Agentic Infrastructure Layer

Orchestration, coordination, and runtime control.

  • Workflow orchestration and coordination
  • Multi-agent communication patterns
  • State management and observability
  • Logging, monitoring, and cost–latency optimization

Evaluation & Feedback Layer

Continuous assessment of behavior, quality, and safety.

  • Component-level and behavioral evaluations
  • Monitoring, metrics, and error analysis
  • Human-in-the-loop evaluation
  • Automated regression and quality testing

Development & Deployment Layer

Lifecycle management and controlled system evolution.

  • Version control of agents and artifacts
  • CI/CD pipelines and deployment strategies
  • Benchmarking, A/B testing, and performance tracking
  • Security, access control, and lifecycle management

Governance, Ethics & Policy Layer

System-wide constraints, oversight, and accountability.
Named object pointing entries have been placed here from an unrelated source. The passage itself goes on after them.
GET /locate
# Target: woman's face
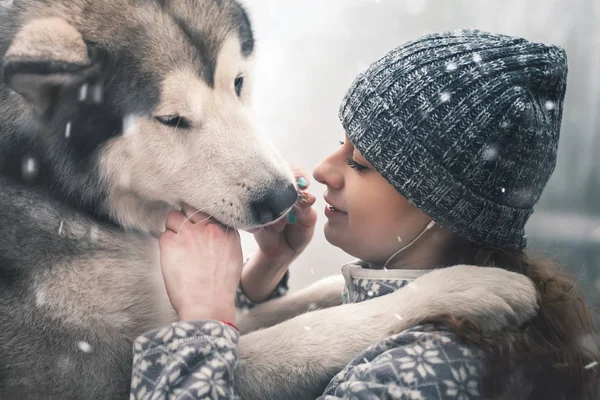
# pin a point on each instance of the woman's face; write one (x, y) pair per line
(366, 214)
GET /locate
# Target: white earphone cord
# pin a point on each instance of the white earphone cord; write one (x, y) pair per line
(428, 227)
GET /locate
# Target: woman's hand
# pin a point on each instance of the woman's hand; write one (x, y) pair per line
(279, 244)
(201, 262)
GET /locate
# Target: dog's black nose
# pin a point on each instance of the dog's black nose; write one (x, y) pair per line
(274, 203)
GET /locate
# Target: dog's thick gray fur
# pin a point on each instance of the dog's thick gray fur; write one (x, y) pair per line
(112, 113)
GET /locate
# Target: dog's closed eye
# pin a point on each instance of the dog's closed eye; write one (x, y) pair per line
(174, 121)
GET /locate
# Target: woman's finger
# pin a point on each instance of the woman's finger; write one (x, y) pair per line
(305, 199)
(175, 220)
(194, 216)
(301, 177)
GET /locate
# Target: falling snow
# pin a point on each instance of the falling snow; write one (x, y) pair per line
(451, 66)
(591, 365)
(415, 7)
(445, 97)
(84, 346)
(30, 168)
(125, 180)
(83, 92)
(94, 233)
(490, 153)
(97, 93)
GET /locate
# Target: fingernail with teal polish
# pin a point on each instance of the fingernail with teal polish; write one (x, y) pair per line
(302, 182)
(292, 218)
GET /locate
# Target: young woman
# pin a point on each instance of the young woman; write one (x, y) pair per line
(450, 141)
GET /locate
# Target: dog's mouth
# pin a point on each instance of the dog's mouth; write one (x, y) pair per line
(253, 229)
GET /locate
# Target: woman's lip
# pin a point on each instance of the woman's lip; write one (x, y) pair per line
(330, 204)
(331, 212)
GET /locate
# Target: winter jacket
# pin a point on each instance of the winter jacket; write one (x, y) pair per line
(196, 359)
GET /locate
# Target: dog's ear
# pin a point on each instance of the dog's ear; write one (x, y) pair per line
(47, 56)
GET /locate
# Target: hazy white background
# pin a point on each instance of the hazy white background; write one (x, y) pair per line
(309, 51)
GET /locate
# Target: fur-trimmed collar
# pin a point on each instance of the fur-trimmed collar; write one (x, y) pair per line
(364, 283)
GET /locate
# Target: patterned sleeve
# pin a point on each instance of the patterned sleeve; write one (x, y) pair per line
(414, 365)
(191, 359)
(244, 303)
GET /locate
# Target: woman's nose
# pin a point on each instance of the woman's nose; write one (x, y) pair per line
(328, 173)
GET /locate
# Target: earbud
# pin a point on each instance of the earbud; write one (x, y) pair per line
(430, 225)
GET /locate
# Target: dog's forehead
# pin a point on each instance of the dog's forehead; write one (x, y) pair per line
(172, 34)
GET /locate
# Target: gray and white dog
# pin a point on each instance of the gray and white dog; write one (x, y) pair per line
(113, 113)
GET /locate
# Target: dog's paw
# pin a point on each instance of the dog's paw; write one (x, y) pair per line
(492, 298)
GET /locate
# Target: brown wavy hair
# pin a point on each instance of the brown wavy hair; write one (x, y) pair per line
(552, 356)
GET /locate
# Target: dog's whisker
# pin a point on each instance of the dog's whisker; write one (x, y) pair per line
(196, 212)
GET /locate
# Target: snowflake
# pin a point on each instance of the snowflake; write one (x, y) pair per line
(84, 346)
(83, 92)
(445, 97)
(490, 153)
(125, 180)
(94, 233)
(97, 93)
(30, 168)
(451, 66)
(591, 365)
(415, 7)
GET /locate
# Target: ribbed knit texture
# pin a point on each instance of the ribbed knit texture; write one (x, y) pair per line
(465, 125)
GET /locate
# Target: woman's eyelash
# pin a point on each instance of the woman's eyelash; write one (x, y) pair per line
(354, 165)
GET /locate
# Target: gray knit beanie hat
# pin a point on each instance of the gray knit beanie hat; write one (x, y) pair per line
(465, 125)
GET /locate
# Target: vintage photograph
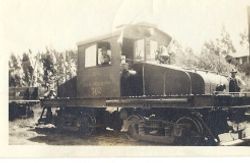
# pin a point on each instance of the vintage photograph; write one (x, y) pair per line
(128, 73)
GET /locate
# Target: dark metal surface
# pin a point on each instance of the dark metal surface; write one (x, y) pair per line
(23, 93)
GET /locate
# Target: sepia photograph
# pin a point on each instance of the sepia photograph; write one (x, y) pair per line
(124, 74)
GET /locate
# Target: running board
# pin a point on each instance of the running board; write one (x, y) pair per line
(235, 142)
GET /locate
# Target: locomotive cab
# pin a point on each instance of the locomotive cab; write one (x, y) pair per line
(126, 50)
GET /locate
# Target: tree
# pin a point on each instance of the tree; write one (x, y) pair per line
(28, 70)
(214, 53)
(15, 71)
(49, 67)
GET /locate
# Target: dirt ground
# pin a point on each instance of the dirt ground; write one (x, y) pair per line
(26, 132)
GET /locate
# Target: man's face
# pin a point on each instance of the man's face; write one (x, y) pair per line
(104, 51)
(233, 74)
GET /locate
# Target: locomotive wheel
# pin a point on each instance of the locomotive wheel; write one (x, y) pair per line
(133, 128)
(87, 124)
(193, 133)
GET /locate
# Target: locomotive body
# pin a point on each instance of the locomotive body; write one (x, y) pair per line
(133, 92)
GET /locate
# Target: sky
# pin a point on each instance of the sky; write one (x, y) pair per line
(60, 24)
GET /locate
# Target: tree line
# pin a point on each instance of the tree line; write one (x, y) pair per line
(43, 69)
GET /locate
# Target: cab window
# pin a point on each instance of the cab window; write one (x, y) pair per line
(104, 54)
(98, 54)
(153, 50)
(90, 56)
(139, 49)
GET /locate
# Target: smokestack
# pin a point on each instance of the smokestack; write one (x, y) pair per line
(248, 16)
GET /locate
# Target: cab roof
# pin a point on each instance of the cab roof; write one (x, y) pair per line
(132, 31)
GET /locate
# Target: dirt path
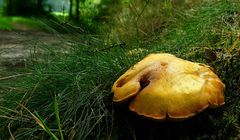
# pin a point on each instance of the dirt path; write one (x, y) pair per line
(15, 46)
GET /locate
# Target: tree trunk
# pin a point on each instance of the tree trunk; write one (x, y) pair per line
(70, 8)
(77, 9)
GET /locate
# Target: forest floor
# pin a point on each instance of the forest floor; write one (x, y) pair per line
(16, 46)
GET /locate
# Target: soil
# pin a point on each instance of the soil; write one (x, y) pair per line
(16, 46)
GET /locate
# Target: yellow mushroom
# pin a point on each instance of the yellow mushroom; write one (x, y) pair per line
(162, 86)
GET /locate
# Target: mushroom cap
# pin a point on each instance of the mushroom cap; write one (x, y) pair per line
(162, 86)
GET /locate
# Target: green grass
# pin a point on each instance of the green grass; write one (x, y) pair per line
(19, 23)
(82, 78)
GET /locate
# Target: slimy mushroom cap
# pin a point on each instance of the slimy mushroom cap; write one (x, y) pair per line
(162, 86)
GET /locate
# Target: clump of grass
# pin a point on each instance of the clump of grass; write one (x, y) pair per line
(82, 79)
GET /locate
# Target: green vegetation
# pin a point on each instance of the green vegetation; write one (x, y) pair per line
(71, 90)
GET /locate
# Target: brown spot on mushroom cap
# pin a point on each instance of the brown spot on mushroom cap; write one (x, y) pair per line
(162, 86)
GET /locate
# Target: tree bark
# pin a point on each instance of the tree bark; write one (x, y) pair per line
(77, 9)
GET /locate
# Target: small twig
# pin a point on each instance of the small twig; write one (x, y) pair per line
(14, 76)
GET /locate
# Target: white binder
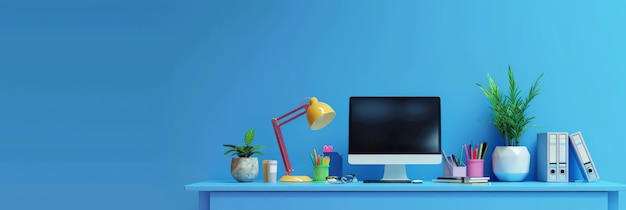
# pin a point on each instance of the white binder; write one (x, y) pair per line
(585, 163)
(563, 165)
(552, 157)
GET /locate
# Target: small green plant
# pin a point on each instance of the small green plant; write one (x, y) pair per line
(245, 150)
(509, 112)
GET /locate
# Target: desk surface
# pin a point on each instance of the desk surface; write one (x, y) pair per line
(233, 186)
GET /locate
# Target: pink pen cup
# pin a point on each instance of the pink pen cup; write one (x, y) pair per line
(475, 167)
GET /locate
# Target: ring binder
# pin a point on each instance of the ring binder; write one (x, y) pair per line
(552, 157)
(584, 163)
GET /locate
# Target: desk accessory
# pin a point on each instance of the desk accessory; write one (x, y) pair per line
(447, 179)
(475, 167)
(319, 114)
(270, 168)
(452, 167)
(336, 161)
(389, 181)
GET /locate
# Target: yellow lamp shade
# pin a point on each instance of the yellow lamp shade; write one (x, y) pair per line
(319, 114)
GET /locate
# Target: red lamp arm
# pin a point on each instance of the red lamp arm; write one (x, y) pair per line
(279, 135)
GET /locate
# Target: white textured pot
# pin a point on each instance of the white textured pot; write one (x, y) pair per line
(244, 169)
(511, 163)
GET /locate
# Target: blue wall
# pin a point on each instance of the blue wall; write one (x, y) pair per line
(118, 104)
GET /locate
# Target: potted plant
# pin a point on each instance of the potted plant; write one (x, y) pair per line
(244, 168)
(511, 162)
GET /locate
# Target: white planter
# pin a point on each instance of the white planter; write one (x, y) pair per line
(244, 169)
(511, 163)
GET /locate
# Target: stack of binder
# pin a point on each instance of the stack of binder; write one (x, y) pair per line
(553, 159)
(552, 155)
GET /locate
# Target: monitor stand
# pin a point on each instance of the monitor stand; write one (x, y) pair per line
(394, 173)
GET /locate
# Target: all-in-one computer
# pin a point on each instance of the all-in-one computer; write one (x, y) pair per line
(394, 131)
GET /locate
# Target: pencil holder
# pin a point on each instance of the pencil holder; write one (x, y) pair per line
(320, 172)
(450, 169)
(475, 167)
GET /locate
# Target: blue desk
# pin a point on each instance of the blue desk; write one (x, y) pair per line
(217, 195)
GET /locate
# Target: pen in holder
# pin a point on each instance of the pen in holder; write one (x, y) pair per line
(451, 169)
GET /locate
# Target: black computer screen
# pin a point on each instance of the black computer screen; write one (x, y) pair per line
(394, 125)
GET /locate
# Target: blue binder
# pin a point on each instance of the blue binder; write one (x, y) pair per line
(552, 157)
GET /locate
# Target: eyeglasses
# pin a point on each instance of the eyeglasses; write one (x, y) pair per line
(348, 178)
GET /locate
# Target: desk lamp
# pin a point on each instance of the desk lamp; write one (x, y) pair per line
(319, 114)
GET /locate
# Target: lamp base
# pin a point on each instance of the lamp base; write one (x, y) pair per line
(287, 178)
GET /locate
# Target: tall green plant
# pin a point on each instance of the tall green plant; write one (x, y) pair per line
(509, 112)
(245, 150)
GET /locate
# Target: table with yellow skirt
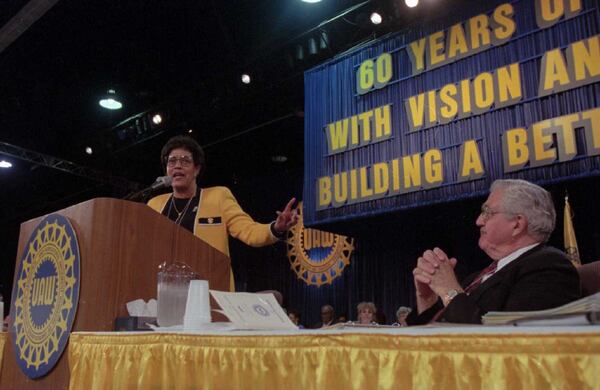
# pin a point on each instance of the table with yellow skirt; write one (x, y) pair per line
(465, 357)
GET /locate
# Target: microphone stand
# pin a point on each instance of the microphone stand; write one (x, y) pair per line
(140, 196)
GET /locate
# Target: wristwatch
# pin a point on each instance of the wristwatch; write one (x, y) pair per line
(450, 296)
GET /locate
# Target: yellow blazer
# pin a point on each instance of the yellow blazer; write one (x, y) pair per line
(219, 215)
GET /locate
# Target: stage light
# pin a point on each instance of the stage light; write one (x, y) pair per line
(299, 52)
(323, 40)
(376, 18)
(157, 119)
(312, 46)
(110, 101)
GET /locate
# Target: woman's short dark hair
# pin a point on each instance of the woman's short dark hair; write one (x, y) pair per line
(183, 142)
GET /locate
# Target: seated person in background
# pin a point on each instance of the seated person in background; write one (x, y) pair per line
(515, 222)
(327, 317)
(401, 315)
(294, 316)
(366, 313)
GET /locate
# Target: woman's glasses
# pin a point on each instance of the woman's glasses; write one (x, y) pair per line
(185, 161)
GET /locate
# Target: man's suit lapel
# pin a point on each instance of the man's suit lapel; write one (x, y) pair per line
(500, 275)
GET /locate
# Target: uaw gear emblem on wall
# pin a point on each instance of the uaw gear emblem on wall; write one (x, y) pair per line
(45, 296)
(317, 257)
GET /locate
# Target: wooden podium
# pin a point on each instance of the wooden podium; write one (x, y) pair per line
(121, 245)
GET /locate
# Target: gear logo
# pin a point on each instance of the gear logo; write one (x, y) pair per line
(45, 296)
(317, 257)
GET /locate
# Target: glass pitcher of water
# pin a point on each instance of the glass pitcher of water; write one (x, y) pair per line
(173, 284)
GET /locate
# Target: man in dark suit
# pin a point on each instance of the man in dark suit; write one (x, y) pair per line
(515, 222)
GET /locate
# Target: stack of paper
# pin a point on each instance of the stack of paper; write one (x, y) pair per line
(581, 312)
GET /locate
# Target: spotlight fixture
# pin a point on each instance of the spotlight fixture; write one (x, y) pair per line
(110, 101)
(157, 119)
(376, 18)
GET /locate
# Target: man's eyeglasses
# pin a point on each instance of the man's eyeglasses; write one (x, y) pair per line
(487, 212)
(185, 161)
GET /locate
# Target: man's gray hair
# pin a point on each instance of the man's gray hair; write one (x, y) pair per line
(530, 200)
(403, 309)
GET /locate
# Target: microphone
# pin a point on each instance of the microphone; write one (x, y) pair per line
(161, 182)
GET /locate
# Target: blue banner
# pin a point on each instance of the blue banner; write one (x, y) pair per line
(435, 114)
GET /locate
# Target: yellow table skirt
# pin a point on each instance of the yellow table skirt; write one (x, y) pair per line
(336, 361)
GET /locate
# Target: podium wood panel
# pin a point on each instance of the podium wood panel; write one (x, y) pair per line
(121, 244)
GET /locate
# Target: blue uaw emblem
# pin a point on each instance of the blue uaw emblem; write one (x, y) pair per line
(317, 257)
(45, 295)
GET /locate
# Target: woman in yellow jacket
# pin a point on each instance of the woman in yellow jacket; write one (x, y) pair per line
(211, 213)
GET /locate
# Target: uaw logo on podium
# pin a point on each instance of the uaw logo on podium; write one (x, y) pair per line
(45, 296)
(317, 257)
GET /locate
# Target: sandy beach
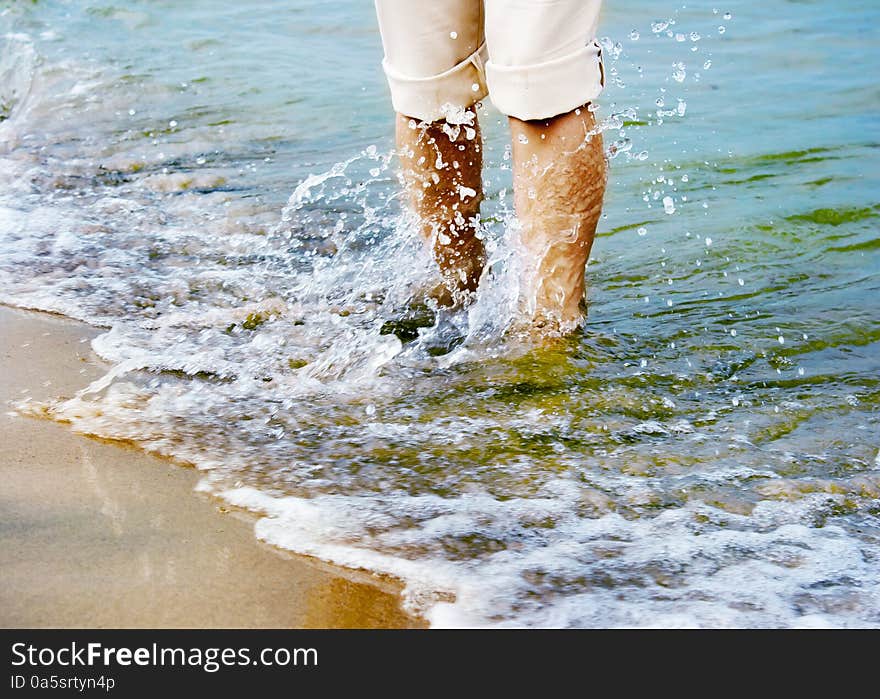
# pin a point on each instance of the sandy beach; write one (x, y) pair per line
(100, 535)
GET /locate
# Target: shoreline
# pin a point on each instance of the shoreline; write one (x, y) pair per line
(100, 534)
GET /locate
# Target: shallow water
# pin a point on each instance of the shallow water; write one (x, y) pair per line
(215, 186)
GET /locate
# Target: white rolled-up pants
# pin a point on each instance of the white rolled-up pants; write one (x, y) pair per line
(535, 59)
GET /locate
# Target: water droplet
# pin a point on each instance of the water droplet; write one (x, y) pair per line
(658, 27)
(678, 72)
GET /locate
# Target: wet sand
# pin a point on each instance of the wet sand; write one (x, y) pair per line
(96, 534)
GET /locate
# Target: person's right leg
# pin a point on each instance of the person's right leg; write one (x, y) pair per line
(544, 67)
(559, 184)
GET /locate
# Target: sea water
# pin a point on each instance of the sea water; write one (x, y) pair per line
(214, 185)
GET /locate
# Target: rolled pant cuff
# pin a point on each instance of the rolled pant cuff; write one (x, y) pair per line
(545, 90)
(431, 98)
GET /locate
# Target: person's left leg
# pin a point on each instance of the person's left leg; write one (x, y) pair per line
(441, 165)
(434, 55)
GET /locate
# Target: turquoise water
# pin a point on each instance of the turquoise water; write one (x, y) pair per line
(215, 186)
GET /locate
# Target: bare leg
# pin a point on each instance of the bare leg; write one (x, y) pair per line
(442, 171)
(559, 183)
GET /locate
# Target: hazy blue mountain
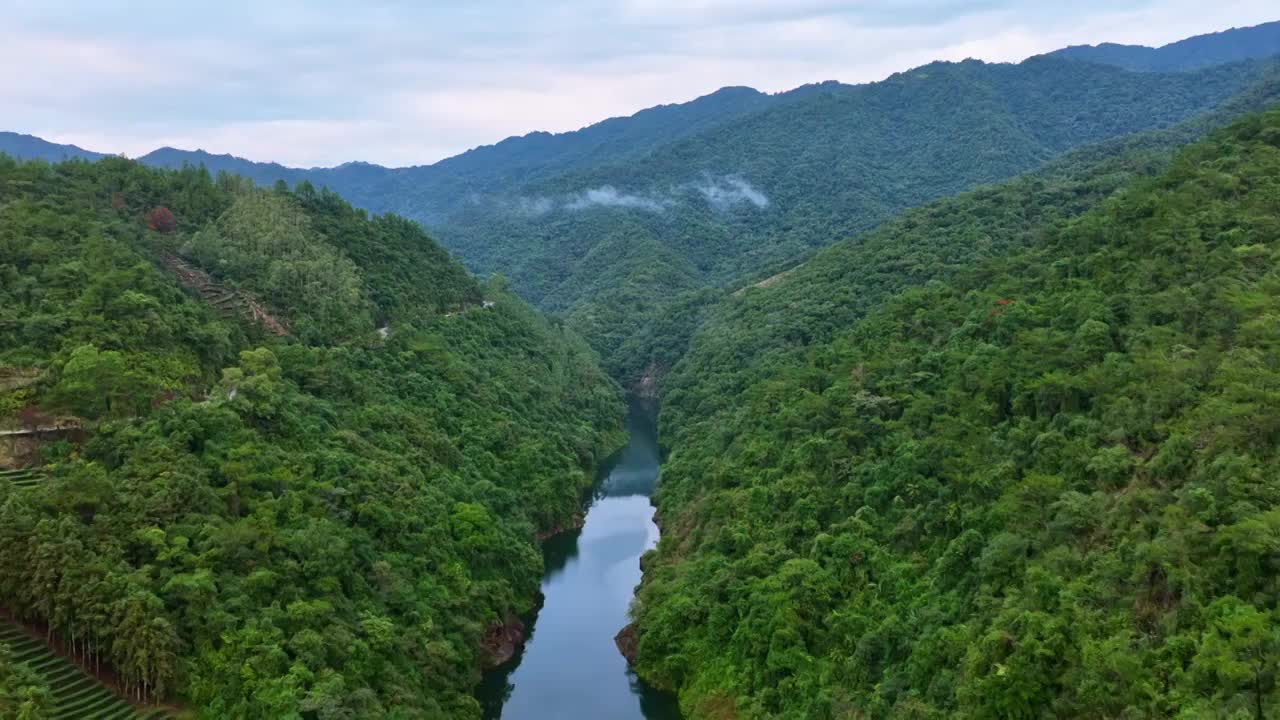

  • AI policies and transparency standards
  • Fairness, bias mitigation, and privacy protection
  • Human-in-the-loop governance frameworks
  • Regulatory compliance and ethical oversight

Architectural Principles

AISA Architectural Principles


1. Separation of Concerns
Clear separation between reasoning, execution, orchestration, and governance responsibilities.

2. Assurance-by-Design
Evaluation, monitoring, and governance are embedded into the system architecture from the outset.

3. Dual-Plane Design
A strict distinction between the data plane (runtime execution) and the control plane (policies, permissions, and budgets).

4. Contract-Driven Interfaces
Structured, machine-checkable interfaces that reduce ambiguity and improve testability and auditability.

5. Continuous Improvement Loop
Agent behavior evolves through feedback-driven updates to prompts, tools, evaluations, and policies.

6. Practical Deployability
Explicit consideration of real-world constraints including cost, latency, observability, access control, and versioning.